Apart from my own sinfulness and obstinancy, I think I resist God because I'm not inspired by the contemporary Christian culture. I don't TRUST the contemporary Christian culture. I'm reading a wonderful book, Death By Suburb, by David Goetz. But I can't take his advice, because there's too much rattling around in my head. He's too much like me, too much like the Christians around me who can't break loose from our suburban lives. 

When I read the old words of Christians from long ago, my soul settles down.



Here is one of Brother Lawrence's thoughts, which helps me...


Let us think often that our only business in this life is to please God, and that all besides is but folly and vanity.



And from Jeanne Guyon...



Abandonment is the key to the inward spiritual life, it is one thing to reach this state; it is another thing to remain there.
Abandonment is casting off all your cares, dropping all your needs. Abandonment is practiced by continually losing your own will in the will of God.

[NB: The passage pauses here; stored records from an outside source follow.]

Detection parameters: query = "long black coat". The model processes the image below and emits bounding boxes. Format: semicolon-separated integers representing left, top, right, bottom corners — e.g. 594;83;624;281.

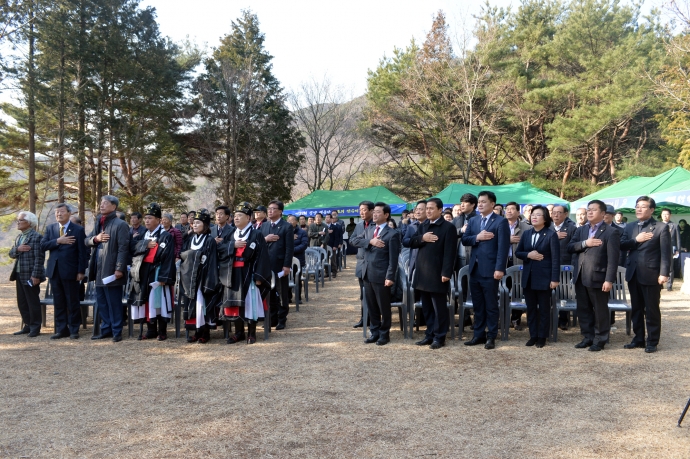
515;227;562;290
410;217;458;293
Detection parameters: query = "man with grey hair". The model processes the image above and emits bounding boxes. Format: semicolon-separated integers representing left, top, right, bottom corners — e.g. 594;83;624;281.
85;196;129;342
10;211;45;338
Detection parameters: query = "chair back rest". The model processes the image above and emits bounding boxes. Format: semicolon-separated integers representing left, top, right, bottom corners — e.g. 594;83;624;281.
304;249;321;271
554;265;575;301
84;281;96;301
501;265;524;302
609;266;628;302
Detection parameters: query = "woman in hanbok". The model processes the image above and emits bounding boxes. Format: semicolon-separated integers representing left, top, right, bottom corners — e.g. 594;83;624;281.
180;209;222;344
130;202;176;341
218;202;272;344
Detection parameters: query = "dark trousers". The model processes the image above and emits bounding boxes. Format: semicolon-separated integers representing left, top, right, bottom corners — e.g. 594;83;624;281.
524;287;551;339
50;278;81;334
470;269;498;339
575;278;611;344
269;274;290;326
96;285;123;336
364;279;391;338
17;279;43;332
628;273;661;346
419;290;450;342
331;247;338;277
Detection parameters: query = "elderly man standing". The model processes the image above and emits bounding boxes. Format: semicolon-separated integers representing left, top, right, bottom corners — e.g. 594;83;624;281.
41;203;89;339
10;212;45;338
84;195;129;343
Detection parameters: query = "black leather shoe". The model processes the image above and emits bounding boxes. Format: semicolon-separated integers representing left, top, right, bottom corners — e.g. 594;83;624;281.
364;335;379;344
429;341;446;349
226;333;247;344
415;337;434;346
464;337;486;346
575;338;593;349
588;343;605;352
91;333;113;339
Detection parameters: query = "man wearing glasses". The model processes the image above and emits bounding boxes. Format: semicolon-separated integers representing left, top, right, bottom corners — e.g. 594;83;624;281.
10;212;45;338
621;196;671;353
568;199;620;352
259;199;295;330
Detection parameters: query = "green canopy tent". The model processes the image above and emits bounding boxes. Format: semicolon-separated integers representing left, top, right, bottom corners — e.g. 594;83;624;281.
571;167;690;215
284;186;407;217
434;182;568;209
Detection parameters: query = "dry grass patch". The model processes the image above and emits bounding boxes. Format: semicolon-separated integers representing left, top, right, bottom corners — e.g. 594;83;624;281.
0;257;690;458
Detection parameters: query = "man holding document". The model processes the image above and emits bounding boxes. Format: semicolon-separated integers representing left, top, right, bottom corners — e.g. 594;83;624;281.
84;195;129;343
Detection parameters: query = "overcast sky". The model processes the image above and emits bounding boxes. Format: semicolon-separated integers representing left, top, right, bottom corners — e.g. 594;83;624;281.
142;0;510;96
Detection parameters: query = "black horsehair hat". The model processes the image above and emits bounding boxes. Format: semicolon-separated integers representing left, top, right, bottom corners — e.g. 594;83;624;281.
235;201;253;217
194;208;211;225
144;202;162;218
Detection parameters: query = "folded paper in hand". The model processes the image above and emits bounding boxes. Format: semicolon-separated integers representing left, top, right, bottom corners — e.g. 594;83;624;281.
101;274;115;285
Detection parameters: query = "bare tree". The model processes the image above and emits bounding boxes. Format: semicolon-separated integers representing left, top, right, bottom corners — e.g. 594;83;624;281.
289;78;367;192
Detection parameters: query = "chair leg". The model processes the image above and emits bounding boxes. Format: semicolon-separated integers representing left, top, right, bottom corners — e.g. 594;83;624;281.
127;304;134;338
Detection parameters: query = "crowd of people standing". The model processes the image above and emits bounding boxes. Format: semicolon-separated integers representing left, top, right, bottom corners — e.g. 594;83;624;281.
10;191;690;352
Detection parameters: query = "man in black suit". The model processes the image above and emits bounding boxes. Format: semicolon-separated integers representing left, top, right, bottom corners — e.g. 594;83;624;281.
462;191;510;349
349;201;374;328
41;203;88;339
661;208;680;292
621;196;672;353
362;202;400;346
568;199;620;352
502;201;532;330
211;206;233;244
551;204;577;330
259;199;295;330
410;198;458;349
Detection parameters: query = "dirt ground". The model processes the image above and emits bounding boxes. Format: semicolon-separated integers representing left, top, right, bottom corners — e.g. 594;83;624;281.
0;257;690;458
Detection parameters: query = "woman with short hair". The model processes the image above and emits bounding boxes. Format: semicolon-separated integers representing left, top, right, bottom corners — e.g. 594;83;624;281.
218;202;272;344
180;209;222;344
515;206;561;348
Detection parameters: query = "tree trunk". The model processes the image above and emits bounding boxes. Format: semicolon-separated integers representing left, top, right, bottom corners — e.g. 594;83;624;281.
26;0;36;214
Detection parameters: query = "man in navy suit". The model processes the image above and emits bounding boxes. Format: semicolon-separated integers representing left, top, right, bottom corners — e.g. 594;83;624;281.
621;196;673;353
259;200;295;330
362;202;400;346
41;203;88;339
462;191;510;349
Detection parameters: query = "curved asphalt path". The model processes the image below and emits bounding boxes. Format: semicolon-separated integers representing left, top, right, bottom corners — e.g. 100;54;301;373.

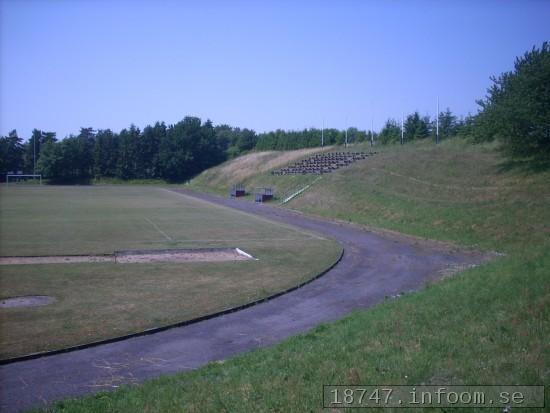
0;189;484;412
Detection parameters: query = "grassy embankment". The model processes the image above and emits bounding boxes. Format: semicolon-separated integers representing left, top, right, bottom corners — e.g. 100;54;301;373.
0;185;341;358
35;141;550;412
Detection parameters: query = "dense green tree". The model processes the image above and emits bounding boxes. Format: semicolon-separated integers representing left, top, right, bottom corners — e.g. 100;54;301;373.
117;124;140;179
438;108;459;139
404;112;430;141
473;42;550;161
93;129;119;178
378;119;401;144
23;129;57;173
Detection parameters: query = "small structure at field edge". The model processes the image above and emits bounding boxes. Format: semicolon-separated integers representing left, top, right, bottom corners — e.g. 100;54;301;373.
230;184;246;198
254;188;273;202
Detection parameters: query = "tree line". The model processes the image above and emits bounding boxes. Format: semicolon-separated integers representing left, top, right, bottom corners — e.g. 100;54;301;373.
0;117;257;183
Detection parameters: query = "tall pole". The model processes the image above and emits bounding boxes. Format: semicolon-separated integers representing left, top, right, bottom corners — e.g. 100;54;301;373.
370;118;374;146
435;96;439;143
401;112;405;145
345;117;348;148
32;136;36;175
321;118;325;147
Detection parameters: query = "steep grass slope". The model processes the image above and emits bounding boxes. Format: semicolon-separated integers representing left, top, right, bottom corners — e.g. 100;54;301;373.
36;141;550;412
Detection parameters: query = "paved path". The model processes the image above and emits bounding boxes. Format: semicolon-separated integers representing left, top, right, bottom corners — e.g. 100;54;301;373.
0;190;482;412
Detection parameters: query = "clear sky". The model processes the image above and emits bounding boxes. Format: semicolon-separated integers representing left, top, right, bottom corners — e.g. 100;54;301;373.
0;0;550;138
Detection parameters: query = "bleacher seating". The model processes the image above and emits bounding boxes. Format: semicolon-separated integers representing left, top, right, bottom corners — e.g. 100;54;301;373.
271;152;376;175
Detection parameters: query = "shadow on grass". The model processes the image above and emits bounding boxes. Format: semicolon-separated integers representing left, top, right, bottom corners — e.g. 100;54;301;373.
498;158;550;174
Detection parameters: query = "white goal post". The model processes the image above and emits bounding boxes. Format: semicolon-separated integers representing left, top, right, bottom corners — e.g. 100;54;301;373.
6;174;42;185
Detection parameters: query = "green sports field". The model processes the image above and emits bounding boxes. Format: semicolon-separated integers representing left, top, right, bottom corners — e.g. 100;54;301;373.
0;186;341;358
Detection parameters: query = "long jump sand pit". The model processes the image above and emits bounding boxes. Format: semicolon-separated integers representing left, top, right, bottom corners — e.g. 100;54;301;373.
0;248;255;265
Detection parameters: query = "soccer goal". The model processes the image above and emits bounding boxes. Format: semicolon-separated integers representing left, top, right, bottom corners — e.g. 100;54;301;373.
6;174;42;185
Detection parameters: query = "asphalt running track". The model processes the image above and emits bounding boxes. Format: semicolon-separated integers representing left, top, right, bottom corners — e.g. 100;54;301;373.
0;189;485;412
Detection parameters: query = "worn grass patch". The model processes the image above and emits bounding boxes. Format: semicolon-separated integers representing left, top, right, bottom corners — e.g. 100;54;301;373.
0;186;341;358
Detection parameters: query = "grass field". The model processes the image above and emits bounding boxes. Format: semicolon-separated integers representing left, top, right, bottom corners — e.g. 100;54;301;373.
38;141;550;412
0;186;341;358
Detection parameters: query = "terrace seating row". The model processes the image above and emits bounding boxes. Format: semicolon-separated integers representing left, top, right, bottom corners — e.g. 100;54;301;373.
271;152;376;175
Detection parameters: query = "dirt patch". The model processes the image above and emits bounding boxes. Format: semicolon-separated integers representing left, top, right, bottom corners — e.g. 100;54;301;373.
0;248;255;265
0;295;55;308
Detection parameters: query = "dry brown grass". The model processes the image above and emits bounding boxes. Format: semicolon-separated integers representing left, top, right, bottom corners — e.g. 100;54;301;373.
203;146;333;186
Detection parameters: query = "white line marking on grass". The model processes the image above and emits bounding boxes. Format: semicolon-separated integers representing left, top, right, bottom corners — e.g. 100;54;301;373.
235;248;258;261
145;217;174;241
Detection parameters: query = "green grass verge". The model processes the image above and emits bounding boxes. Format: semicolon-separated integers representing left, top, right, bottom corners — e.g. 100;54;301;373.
0;186;341;358
30;141;550;412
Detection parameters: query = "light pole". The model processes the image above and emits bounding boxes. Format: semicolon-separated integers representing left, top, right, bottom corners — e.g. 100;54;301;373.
321;118;325;148
435;96;439;143
32;132;36;175
401;112;405;145
345;117;348;148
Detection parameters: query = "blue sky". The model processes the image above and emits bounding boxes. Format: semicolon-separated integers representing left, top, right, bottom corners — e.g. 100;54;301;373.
0;0;550;138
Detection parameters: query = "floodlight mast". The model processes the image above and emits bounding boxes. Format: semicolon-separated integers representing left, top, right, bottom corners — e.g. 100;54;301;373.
401;112;405;145
345;117;348;148
370;118;374;146
321;118;325;148
435;96;439;143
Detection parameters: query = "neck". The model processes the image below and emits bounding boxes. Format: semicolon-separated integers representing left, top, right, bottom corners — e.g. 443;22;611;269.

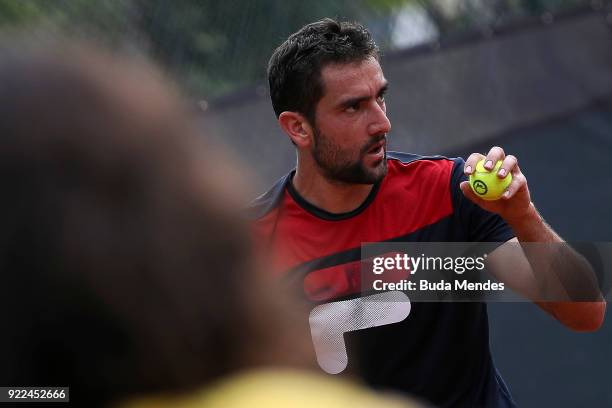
293;159;373;214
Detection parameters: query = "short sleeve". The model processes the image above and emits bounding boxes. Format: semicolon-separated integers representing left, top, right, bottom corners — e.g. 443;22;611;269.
450;158;514;242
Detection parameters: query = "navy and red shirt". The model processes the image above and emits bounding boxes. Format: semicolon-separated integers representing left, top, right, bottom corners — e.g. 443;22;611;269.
250;152;515;407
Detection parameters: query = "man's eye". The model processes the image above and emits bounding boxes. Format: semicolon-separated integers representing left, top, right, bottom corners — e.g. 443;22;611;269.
346;103;360;113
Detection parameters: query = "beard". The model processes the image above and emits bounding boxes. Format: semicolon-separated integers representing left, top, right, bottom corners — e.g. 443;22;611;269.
312;128;387;184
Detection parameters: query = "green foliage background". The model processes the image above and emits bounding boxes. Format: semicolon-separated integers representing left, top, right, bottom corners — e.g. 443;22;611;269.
0;0;581;98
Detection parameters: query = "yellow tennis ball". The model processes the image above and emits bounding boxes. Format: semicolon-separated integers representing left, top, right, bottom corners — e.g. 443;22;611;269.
470;160;512;201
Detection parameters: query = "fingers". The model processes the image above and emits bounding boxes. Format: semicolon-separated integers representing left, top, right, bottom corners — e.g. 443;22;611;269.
484;146;506;171
502;170;527;200
497;154;518;178
463;153;484;176
463;146;518;178
459;181;483;204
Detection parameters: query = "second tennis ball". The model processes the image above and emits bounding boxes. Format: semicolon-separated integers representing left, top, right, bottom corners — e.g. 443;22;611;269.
470;160;512;201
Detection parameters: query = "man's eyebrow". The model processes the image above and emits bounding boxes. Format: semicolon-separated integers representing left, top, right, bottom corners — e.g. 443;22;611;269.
338;82;389;108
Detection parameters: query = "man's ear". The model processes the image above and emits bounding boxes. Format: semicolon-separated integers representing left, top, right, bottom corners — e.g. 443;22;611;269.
278;111;312;148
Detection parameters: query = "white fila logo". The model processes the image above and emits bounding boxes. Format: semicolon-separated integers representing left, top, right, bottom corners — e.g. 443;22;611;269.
309;291;410;374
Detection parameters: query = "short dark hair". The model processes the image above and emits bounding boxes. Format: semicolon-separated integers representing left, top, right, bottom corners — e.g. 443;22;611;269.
268;18;379;124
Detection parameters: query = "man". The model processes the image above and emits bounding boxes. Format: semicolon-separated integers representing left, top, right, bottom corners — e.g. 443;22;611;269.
252;19;605;407
0;35;417;408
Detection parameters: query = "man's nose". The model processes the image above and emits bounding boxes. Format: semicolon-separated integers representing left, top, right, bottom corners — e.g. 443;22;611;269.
368;103;391;136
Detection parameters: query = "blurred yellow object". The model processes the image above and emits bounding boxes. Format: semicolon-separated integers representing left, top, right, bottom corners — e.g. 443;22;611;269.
120;369;419;408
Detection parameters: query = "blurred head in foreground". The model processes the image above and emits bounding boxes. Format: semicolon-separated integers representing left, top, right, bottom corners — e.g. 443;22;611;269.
0;38;308;405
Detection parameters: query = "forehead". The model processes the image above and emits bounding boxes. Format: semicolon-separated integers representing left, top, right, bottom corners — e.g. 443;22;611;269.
321;57;386;101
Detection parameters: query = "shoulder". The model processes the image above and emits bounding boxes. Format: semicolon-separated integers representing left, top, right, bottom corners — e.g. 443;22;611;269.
246;171;293;221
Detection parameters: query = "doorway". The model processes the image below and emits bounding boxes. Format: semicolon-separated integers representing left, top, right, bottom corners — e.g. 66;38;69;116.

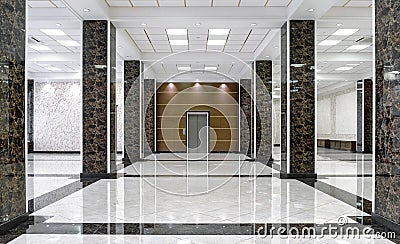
186;111;209;159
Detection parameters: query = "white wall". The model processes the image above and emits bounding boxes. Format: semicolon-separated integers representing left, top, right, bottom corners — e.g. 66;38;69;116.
317;87;357;141
33;81;123;151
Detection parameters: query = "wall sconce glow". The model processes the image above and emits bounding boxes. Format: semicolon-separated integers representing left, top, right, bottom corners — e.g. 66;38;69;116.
40;29;67;36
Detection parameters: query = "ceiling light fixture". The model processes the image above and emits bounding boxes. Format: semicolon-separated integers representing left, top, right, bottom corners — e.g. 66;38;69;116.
29;45;51;51
167;29;187;36
208;29;231;36
318;40;341;46
347;45;369;50
169;40;189;46
40;29;67;36
57;40;81;47
207;40;226;46
332;29;360;36
336;67;353;71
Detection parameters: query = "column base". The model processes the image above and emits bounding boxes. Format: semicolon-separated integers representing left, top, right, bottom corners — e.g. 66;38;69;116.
279;171;317;179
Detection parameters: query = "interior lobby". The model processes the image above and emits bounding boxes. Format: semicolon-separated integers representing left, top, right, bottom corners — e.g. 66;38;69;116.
0;0;400;244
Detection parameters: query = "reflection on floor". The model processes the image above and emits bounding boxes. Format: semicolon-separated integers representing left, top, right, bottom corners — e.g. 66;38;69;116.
0;151;391;244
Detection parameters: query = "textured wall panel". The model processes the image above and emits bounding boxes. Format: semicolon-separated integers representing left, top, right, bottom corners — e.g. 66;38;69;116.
375;0;400;224
0;0;26;223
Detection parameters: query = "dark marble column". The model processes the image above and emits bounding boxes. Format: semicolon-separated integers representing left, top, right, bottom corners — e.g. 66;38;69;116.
363;79;373;153
256;61;272;162
0;0;26;225
82;20;116;176
356;80;363;152
142;79;155;157
281;20;316;178
239;79;254;157
374;0;400;228
124;60;141;164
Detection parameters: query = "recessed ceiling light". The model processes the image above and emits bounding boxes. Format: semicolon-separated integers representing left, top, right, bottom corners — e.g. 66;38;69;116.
204;66;218;71
347;45;369;50
169;40;189;46
57;40;81;47
208;29;231;36
207;40;226;46
336;67;353;71
318;40;341;46
332;29;359;36
46;67;61;71
167;29;187;36
40;29;67;36
29;45;51;51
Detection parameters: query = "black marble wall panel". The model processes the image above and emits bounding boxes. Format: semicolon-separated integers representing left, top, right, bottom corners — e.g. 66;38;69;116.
0;0;26;223
109;23;117;172
375;0;400;224
124;60;141;162
27;80;35;152
356;80;363;152
143;79;155;157
281;22;289;172
363;79;373;153
82;20;109;174
239;79;254;157
256;60;272;161
282;20;316;177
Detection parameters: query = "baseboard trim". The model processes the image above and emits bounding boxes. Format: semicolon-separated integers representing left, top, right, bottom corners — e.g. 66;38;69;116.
0;213;29;235
80;173;118;179
280;171;317;179
30;151;81;154
371;213;400;235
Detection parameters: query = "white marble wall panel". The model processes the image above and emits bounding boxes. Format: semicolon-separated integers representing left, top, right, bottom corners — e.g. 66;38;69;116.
34;81;82;151
34;81;124;151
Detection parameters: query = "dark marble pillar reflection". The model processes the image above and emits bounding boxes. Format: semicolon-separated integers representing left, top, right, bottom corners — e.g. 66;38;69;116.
239;79;254;157
124;60;141;163
256;60;272;162
374;0;400;227
281;20;316;178
143;79;155;157
0;0;26;223
82;20;116;175
363;79;373;153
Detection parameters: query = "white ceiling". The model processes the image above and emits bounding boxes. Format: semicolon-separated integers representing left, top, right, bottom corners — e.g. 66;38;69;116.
28;0;373;92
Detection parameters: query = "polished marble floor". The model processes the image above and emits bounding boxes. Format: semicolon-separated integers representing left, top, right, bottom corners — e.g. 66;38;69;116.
0;149;391;244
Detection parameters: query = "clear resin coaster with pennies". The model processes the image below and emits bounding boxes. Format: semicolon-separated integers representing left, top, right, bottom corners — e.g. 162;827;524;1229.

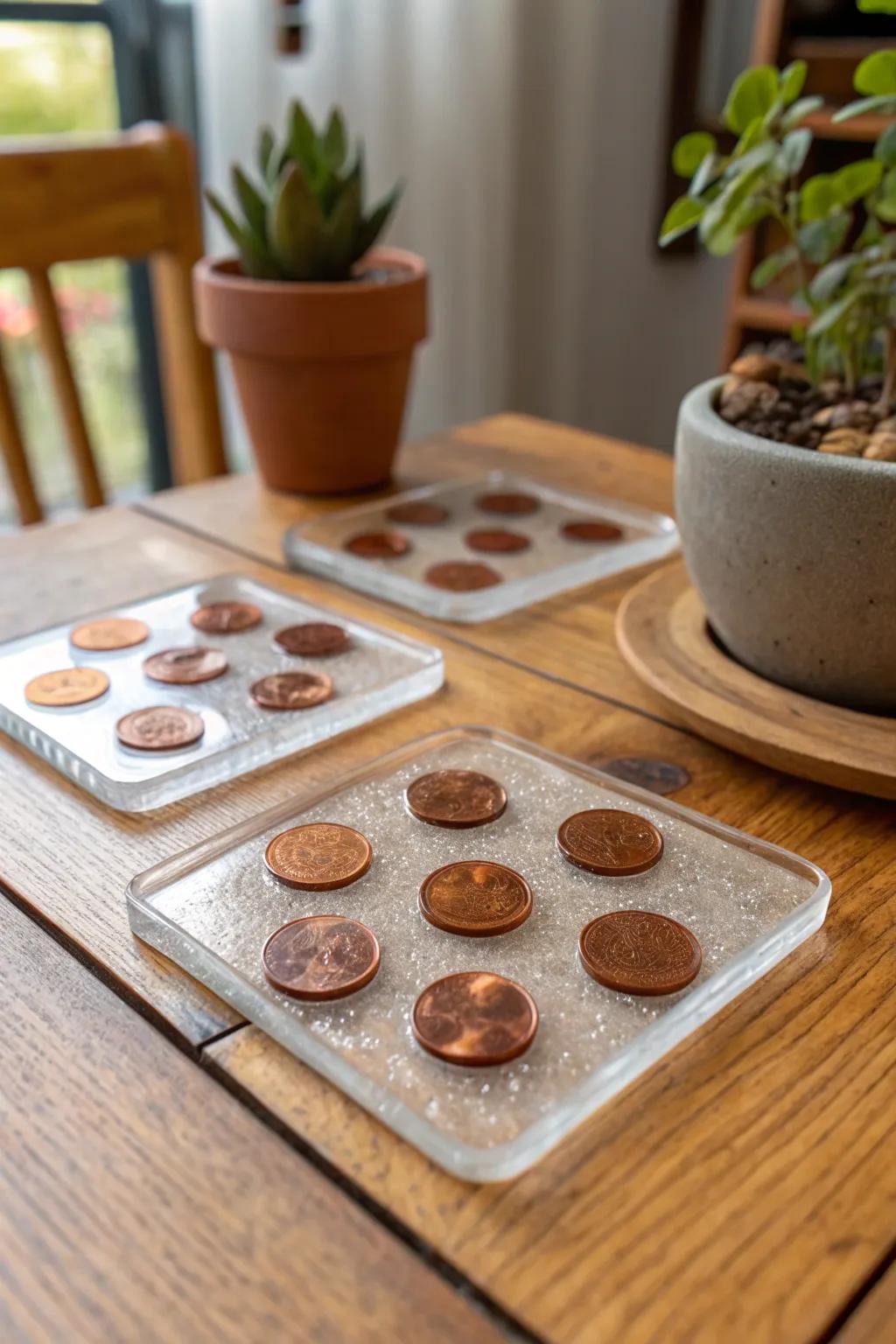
128;727;830;1180
284;472;678;622
0;574;444;812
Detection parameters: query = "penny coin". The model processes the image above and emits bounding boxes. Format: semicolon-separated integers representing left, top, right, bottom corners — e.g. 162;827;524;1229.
557;808;662;878
346;532;411;561
424;561;501;592
560;519;622;542
579;910;703;995
25;668;108;708
248;672;333;710
189;602;262;634
421;859;532;938
116;704;206;752
464;527;532;555
595;757;690;794
144;644;227;685
386;500;452;527
68;615;149;653
262;915;380;1000
411;970;539;1068
475;491;542;517
264;821;374;891
274;621;351;659
404;770;507;830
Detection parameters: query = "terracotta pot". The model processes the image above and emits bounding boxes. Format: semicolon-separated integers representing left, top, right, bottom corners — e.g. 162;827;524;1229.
193;248;426;494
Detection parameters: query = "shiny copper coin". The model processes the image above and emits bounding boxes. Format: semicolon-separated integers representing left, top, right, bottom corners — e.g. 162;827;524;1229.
189;602;262;634
411;970;539;1068
68;615;149;653
25;668;108;710
424;561;502;592
464;527;532;555
346;532;411;561
557;808;662;878
262;915;380;1000
386;500;452;527
404;770;507;830
579;910;703;995
144;644;227;685
248;672;333;710
421;859;532;938
560;519;622;542
116;704;206;752
475;491;542;517
264;821;374;891
274;621;352;659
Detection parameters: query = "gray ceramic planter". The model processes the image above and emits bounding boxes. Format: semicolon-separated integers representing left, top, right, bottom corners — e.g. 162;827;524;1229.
676;379;896;714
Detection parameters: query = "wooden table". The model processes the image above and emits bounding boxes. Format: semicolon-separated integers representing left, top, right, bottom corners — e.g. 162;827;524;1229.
0;416;896;1344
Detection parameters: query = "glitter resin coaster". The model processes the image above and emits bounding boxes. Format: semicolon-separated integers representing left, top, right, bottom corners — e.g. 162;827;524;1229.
128;727;830;1180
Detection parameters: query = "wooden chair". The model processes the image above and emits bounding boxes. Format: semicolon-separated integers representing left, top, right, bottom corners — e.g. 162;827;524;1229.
0;122;227;523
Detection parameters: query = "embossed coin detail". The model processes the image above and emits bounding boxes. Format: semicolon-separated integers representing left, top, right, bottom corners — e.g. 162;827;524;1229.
557;808;662;878
411;970;539;1068
386;500;452;527
475;491;542;517
189;602;262;634
424;561;501;592
346;532;411;561
404;770;508;830
25;668;108;710
560;517;622;542
579;910;703;995
264;821;374;891
262;915;380;1000
464;527;532;555
274;621;352;659
68;615;149;653
144;644;227;685
248;672;333;710
116;704;206;752
421;859;532;938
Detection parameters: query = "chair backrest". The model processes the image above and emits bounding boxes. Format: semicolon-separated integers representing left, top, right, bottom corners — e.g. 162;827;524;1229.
0;122;227;523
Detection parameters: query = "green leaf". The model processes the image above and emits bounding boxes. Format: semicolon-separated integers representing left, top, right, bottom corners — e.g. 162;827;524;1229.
723;66;778;136
660;196;707;248
779;60;808;108
853;47;896;97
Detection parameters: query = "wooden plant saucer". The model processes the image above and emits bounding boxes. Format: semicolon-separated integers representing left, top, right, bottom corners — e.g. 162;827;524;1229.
617;562;896;798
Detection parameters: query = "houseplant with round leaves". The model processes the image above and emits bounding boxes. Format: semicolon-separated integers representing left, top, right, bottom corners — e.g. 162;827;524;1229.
193;102;427;494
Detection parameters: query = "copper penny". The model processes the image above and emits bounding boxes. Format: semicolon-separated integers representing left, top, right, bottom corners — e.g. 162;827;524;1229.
262;915;380;1000
411;970;539;1068
25;668;108;710
595;757;690;795
421;859;532;938
116;704;206;752
68;615;149;653
144;644;227;685
248;672;333;710
386;500;452;527
464;527;532;555
560;519;622;542
346;532;411;561
189;602;262;634
274;621;352;659
404;770;507;830
424;561;501;592
264;821;374;891
557;808;662;878
475;491;542;517
579;910;703;995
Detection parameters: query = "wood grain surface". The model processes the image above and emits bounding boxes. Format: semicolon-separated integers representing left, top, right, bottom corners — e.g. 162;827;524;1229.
0;898;504;1344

In the past it was natural for you to live on the surface of your being; now it will be your habit to live in the center of your being where your Lord dwells.

Simply keep returning to Him each time you have wandered away. When something is repeated over and over, it becomes a habit. This is true even of your soul. After much practice your soul forms the habit of turning inward to God.

From Mother Theresa...

We learn humility through accepting humiliations cheerfully.
Make sure that you let God’s grace work in your souls by accepting whatever he gives you, and giving him whatever he takes from you.
Be kind and merciful. Let no one ever come to you without coming away better and happier. Be the living expression of God’s kindness; kindness in your face, kindness in your eyes, kindness in your smile, kindness in your warm greeting.
Our vocation, to be beautiful, must be full of thought for others.
The personal love Christ has for you is infinite; the small difficulty you have with His Church is finite. Overcome the finite with the infinite.
From Jean Pierre de Caussade...
There remains one single duty. It is to keep one’s gaze fixed on the master one has chosen and to be constantly listening so as to understand and hear and immediately obey his will.
Souls, once they have surrendered themselves to his action, see everything that happens to them in a favourable light.